Dans la mesure où ils autorisent et encouragent les écoles à trouver leur voie, les systèmes scolaires innovateurs incitent à la comparaison et obligent plus que jamais à rendre des comptes, alors même que chacun tâtonne. Il importe de trouver un moyen terme entre deux attitudes aussi peu propices au changement : la première consisterait à jouer les écoles les unes contre les autres, la seconde à nier que toute différence puisse être l’expression d’autre chose que de circonstances extérieures. Vouloir changer l’école, c’est reconnaître qu’on " peut mieux faire ". Si on y parvient, c’est au risque de se mettre en vedette et de s’attirer une certaine agressivité. Si on n’y parvient pas, l’ironie mordante vous guette : Alors, toutes ces belles idées pour en arriver là, à ne pas faire mieux que les autres !

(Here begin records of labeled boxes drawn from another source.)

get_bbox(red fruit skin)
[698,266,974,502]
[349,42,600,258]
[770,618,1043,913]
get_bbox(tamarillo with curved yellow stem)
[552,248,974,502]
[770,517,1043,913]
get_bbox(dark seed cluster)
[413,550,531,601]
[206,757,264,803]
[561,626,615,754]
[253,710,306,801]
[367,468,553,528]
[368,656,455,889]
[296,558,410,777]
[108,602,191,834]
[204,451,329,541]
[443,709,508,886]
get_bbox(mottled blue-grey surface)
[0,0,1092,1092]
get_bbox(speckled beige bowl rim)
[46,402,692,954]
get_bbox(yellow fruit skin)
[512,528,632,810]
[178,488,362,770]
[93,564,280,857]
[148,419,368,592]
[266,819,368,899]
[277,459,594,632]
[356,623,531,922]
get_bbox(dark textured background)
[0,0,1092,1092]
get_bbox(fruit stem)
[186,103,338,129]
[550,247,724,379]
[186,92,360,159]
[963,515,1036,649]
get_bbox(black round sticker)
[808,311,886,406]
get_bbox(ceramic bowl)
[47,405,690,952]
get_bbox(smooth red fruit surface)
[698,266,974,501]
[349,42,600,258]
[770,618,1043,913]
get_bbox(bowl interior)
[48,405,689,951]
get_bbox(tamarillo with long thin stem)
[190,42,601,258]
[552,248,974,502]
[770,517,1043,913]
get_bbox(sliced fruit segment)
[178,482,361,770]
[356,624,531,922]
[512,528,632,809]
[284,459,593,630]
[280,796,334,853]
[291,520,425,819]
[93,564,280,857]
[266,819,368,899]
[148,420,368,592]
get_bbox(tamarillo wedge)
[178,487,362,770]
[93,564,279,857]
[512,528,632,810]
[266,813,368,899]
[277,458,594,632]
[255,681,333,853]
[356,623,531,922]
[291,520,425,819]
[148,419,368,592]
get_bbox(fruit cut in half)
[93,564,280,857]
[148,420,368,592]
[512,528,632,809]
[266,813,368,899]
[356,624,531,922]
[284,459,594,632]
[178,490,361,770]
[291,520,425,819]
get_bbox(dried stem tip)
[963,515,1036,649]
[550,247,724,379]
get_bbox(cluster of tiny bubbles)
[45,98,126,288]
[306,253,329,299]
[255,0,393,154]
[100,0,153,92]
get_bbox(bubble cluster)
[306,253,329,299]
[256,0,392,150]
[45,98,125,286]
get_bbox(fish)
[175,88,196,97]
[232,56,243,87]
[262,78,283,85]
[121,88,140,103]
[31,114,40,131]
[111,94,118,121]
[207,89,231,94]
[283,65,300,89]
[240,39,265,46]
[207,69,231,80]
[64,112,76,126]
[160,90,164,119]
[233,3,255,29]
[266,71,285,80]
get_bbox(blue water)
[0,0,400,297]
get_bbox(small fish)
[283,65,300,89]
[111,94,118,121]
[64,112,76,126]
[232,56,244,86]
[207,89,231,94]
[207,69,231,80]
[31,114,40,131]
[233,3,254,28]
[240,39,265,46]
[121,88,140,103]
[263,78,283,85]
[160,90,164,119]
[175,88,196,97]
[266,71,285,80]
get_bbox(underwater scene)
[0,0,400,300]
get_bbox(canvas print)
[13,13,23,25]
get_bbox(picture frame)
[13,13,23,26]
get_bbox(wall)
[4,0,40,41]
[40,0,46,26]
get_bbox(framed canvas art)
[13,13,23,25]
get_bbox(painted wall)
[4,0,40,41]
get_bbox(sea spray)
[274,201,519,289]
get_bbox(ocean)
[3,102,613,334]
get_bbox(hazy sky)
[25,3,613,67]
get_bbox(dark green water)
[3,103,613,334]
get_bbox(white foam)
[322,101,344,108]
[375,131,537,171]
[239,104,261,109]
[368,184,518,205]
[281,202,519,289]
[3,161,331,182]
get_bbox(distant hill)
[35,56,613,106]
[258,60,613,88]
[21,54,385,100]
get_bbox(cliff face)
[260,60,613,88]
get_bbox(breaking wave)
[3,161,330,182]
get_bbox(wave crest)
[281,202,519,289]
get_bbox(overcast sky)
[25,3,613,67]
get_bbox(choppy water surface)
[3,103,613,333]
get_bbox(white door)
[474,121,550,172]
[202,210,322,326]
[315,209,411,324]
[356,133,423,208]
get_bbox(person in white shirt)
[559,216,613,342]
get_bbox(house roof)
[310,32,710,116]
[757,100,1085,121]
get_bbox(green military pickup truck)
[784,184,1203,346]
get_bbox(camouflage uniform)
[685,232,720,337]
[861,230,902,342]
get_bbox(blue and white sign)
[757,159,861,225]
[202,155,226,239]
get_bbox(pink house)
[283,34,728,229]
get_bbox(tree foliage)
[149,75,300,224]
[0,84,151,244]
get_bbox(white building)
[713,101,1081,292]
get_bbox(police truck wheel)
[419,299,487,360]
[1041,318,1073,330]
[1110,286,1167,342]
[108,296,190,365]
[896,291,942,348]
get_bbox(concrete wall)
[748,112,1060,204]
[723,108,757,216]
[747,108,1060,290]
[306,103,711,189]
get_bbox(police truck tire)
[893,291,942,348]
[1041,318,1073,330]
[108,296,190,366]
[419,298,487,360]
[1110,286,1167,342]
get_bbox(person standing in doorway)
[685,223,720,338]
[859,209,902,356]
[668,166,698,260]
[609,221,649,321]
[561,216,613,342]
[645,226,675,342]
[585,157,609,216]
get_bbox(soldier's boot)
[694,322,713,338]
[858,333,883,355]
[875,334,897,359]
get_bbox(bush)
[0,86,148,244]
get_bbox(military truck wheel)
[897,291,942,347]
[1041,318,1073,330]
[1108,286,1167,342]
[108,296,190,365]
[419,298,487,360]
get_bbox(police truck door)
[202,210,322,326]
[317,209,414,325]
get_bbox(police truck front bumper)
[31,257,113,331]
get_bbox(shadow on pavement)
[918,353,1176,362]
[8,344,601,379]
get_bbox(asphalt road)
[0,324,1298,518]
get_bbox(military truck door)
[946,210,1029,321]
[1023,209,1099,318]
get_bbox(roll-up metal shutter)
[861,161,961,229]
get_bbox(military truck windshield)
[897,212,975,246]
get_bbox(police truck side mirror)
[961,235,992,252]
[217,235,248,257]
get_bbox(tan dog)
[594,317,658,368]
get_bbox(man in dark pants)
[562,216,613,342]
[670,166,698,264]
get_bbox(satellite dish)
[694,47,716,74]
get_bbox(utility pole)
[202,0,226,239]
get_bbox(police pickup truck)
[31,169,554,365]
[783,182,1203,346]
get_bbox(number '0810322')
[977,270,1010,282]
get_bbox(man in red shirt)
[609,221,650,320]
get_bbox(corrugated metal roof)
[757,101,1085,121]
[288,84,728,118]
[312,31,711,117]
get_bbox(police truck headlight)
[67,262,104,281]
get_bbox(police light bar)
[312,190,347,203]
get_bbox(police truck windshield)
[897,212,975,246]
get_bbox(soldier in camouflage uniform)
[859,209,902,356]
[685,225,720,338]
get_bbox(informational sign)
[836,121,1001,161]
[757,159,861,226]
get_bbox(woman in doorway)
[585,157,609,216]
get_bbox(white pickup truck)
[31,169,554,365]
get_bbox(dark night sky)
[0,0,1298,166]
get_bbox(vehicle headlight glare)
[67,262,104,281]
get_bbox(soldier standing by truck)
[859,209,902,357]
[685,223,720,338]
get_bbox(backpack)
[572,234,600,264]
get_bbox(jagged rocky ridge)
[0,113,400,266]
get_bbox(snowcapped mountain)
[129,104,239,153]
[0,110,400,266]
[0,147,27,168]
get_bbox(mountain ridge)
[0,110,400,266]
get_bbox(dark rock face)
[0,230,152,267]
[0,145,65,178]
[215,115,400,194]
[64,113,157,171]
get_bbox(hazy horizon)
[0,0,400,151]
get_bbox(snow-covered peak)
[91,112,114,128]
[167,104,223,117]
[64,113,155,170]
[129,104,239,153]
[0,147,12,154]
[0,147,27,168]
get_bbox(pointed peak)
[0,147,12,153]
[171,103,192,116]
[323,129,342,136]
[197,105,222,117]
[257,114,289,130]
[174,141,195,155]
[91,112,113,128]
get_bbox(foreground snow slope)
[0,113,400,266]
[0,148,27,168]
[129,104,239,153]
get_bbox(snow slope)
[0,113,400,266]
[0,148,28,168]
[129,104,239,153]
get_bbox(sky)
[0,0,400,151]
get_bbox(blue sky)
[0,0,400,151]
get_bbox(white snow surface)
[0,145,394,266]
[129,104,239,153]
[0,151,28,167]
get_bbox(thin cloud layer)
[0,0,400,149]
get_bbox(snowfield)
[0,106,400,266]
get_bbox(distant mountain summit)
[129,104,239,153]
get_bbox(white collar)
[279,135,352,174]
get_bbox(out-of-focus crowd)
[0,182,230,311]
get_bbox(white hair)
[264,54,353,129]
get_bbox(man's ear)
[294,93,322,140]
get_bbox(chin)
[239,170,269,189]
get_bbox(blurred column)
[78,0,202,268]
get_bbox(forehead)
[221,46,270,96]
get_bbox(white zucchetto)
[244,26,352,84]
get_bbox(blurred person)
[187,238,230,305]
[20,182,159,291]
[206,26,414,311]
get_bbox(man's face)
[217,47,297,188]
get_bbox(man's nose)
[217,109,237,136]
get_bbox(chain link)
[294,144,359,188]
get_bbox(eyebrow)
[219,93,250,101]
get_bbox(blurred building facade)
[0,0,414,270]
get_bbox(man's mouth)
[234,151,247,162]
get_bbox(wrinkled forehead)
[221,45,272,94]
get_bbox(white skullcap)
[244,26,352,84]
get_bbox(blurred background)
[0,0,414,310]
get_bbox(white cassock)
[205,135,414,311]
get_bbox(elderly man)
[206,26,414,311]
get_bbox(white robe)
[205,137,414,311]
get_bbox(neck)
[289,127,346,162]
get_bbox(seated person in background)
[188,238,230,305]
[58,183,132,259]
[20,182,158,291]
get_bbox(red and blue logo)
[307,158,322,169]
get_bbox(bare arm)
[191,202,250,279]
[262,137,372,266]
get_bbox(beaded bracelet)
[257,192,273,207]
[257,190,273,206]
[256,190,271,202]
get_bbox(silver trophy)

L’effet halo : son omniprésence et sa violence

Nous connaissons ce phénomène qui fait partie des illusions perceptives dont nous sommes régulièrement victimes : à force de centrer notre attention sur un élément particulier, celui-ci prend une telle importance qu’il commence à contaminer tout ce qui l’entoure. L’effet halo peut, par exemple, amener telle enseignante à constater que ses collègues de l’école investissent beaucoup de temps dans le travail d’équipe et à en conclure qu’ils ne font que cela, qu’il faut sacrifier dorénavant tout son temps libre à la cause commune pour être accepté, aimé, admiré au même titre que les autres. Ce même effet peut amener tel autre enseignant à affirmer - de bonne foi - que dans cette école, on se laisse entièrement guider par les envies des enfants, sans tenir compte du fait qu’à certains moments, on les incite comme partout à travailler des notions et à acquérir des connaissances indispensables. L’effet halo peut également amener à idéaliser ou à disqualifier globalement certains collègues : celui ou celle à qui tout réussit, qui est toujours à la pointe des nouvelles méthodologies, qui est toujours disponible, qui a toujours tout lu, ou, par contre, celle ou celui qui ne participe jamais à rien, qui oublie toujours tout, qui communique mal, vient toujours en retard, à qui on ne peut jamais faire confiance…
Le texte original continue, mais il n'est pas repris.